Transformamos este item muito importante para torná-lo mais fácil de usar, transparente e transparente. Selain itu, digitalisasi layanan, pembinaan jemaah yang lebih komprehensif, hingga peningkatan kometensi sumber daya manusia menjadi bagian penting dalam memperkuat ecosistem industri haji dan umrah seedal.

img_title

55 Persen Jemaah Haji Indonésia Sudah Kembali ke Tanah Air

Di sisi lain, indústria haji e umrah juga didorong membros da economia úmida yang mais luas melalui colaborasi lintas setor, penggunaan produto local, hingga pengembangan kerja sama internacional yang mampu menciptakan nilai tambah bagi masaarakat.

Sejalan com arah tersebut, Kementerian Haji e Umrah menegaskan komitmennya untuk mendorong perubahan paradigma penyelenggaraan ibadah haji e umrah melalui kolaborasi dengan pelaku usaha agar industri ini semakin profesional, berdaya saing, dan berorientasi pada pelayanan jemaah.

img_title

Wamenhaj Soroti Praktik Kartel Haji, Dorong Perbaikan Tata Kelola e Transparan

Kementerian Haji Kenalkan Semangat viaja além do lucro

Komitmen tersebut disampaikan Wakil Menteri Haji dan Umrah Republik Indonesia, Dahnil Anzar Simanjuntak, saat menghadiri Musyawarah Kerja Nasional (Mukernas) III Aliansi Pengusaha Haramain Seluruh Indonesia (ASPHIRASI) no Hotel Golden Tulip, Kota Batu, Rabu, 15 de julho de 2026.

Dalam arahannya, Dahnil menegaskan penyelenggara perjalanan ibadah haji e umrah tidak boleh hanya mengejar keuntungan financeiro.
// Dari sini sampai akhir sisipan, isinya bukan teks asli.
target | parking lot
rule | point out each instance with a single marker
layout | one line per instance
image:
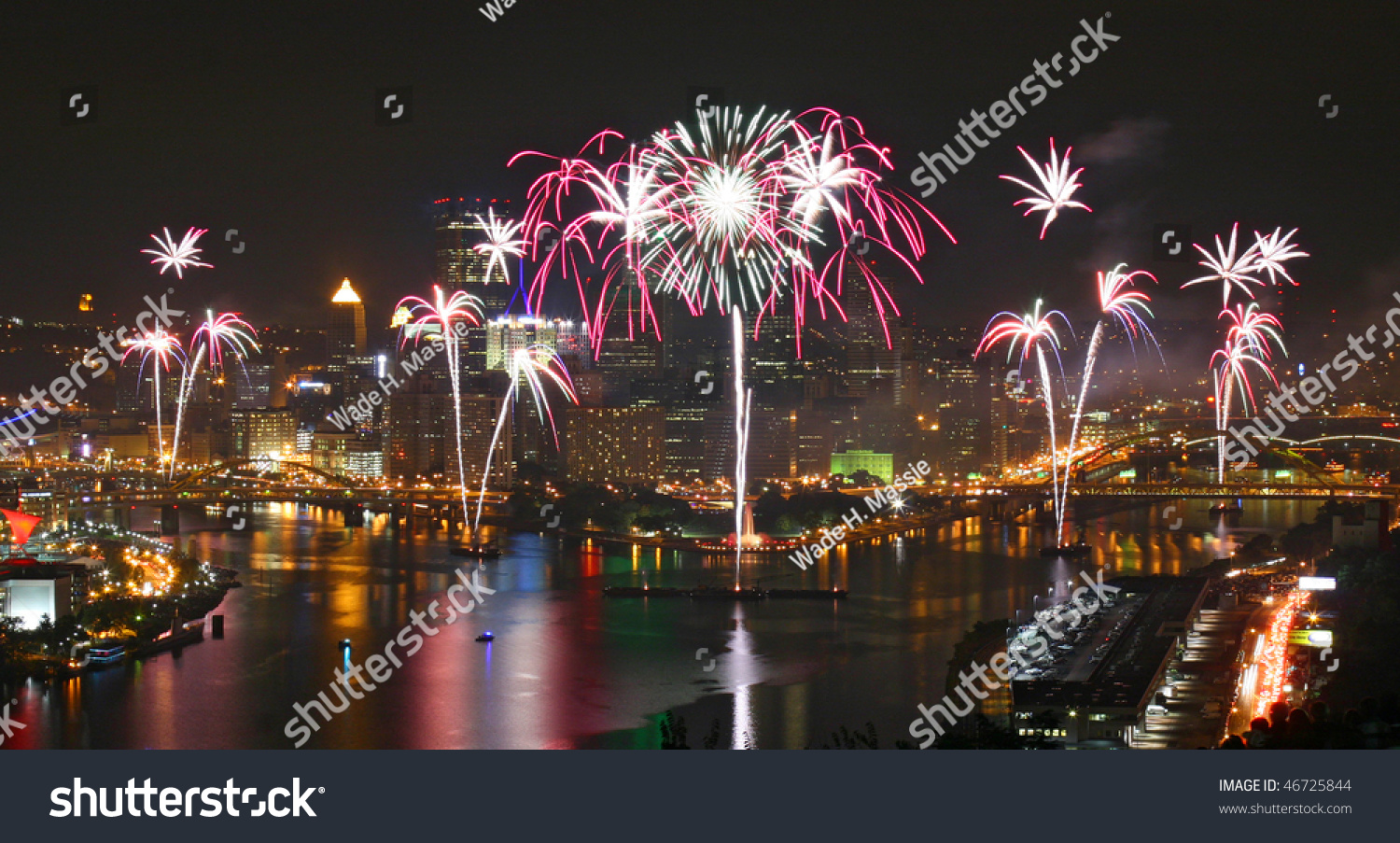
(1193, 708)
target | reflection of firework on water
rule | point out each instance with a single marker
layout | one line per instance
(1056, 187)
(160, 346)
(1032, 332)
(1120, 302)
(532, 366)
(1246, 346)
(728, 213)
(445, 313)
(178, 257)
(226, 332)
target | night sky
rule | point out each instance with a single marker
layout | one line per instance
(259, 118)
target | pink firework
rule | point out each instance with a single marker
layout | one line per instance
(212, 338)
(1032, 332)
(1056, 187)
(162, 347)
(178, 257)
(1248, 346)
(1229, 266)
(1119, 302)
(447, 314)
(1273, 249)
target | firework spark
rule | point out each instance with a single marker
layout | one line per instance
(1057, 184)
(1231, 268)
(534, 366)
(1032, 332)
(226, 332)
(1120, 302)
(160, 346)
(500, 243)
(1271, 251)
(178, 257)
(728, 213)
(1248, 346)
(445, 313)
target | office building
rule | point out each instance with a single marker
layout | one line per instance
(615, 444)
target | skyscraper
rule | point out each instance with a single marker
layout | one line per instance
(456, 232)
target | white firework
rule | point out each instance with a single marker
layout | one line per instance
(1057, 184)
(500, 243)
(178, 257)
(1271, 252)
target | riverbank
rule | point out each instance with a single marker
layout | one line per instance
(873, 529)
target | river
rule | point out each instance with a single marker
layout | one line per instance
(570, 668)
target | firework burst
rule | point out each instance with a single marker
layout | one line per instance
(1249, 342)
(537, 367)
(161, 347)
(1120, 302)
(178, 257)
(226, 332)
(1273, 249)
(1057, 184)
(500, 243)
(728, 213)
(1032, 332)
(445, 313)
(1231, 268)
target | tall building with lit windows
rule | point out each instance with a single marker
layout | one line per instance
(507, 335)
(456, 232)
(346, 336)
(615, 444)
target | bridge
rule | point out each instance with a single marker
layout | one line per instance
(238, 492)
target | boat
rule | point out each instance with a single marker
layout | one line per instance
(643, 591)
(476, 551)
(727, 594)
(805, 594)
(175, 638)
(1077, 549)
(105, 652)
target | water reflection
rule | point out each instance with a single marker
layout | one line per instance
(570, 668)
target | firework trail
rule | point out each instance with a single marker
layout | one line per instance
(226, 332)
(730, 213)
(1234, 272)
(178, 257)
(1252, 332)
(1246, 344)
(1126, 307)
(1056, 187)
(1030, 332)
(161, 347)
(445, 313)
(532, 366)
(500, 244)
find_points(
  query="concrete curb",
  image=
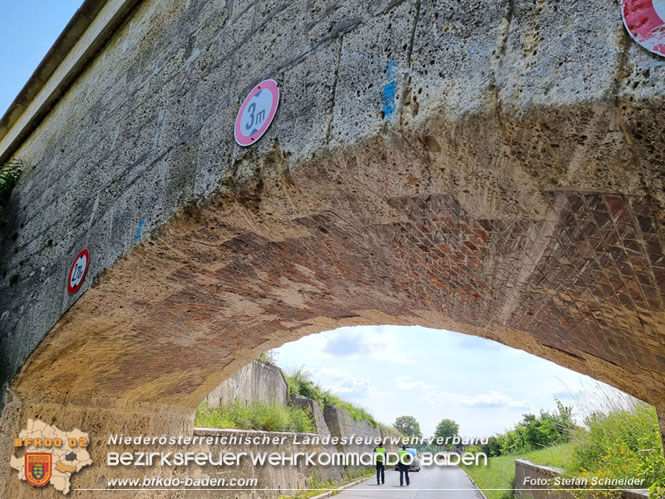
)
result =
(331, 492)
(474, 484)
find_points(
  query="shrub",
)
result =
(9, 174)
(534, 432)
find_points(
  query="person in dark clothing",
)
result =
(403, 466)
(380, 465)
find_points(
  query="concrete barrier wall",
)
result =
(258, 380)
(533, 480)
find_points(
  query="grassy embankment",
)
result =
(500, 471)
(316, 487)
(275, 417)
(255, 416)
(622, 441)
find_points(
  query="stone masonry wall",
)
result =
(526, 469)
(490, 167)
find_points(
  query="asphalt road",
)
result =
(422, 483)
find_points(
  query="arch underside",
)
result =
(469, 226)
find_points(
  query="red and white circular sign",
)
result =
(78, 271)
(645, 21)
(257, 112)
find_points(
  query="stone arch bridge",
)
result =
(490, 167)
Menurutnya, kepercayaan jemaah merupakan amanah yang harus dijaga melalui pelayanan yang profesional, transparente, dan bertanggung jawab.

Eu também menekankan pentingnya penerapan boa governança corporativa ou tata kelola perusahaan yang baik sebagai fondasi dalam membangun indústria haji dan umrah yang sehat dan berkelanjutan.

Selain aspek tata kelola, penyelenggara juga diharapkan memperkuat pembinaan kepada jemaah melalui manasik dan edukasi yang berkualitas agar pelaksanaan ibadah berjalan lebih nyaman dan sesuai tuntunan syariat.

Halaman Selanjutnya

“Melalui semangat Travel Beyond Profit, para pelaku usaha didorong untuk membangun bisnis yang berlandaskan amanah, integritas, profissionalismo, inovação, serta memberikan manfaat yang lebih luas bagi jamaah dan massarakat,” ujar Wakil Menteri Haji e Umrah RI, Dahnil Anzar Simanjuntak.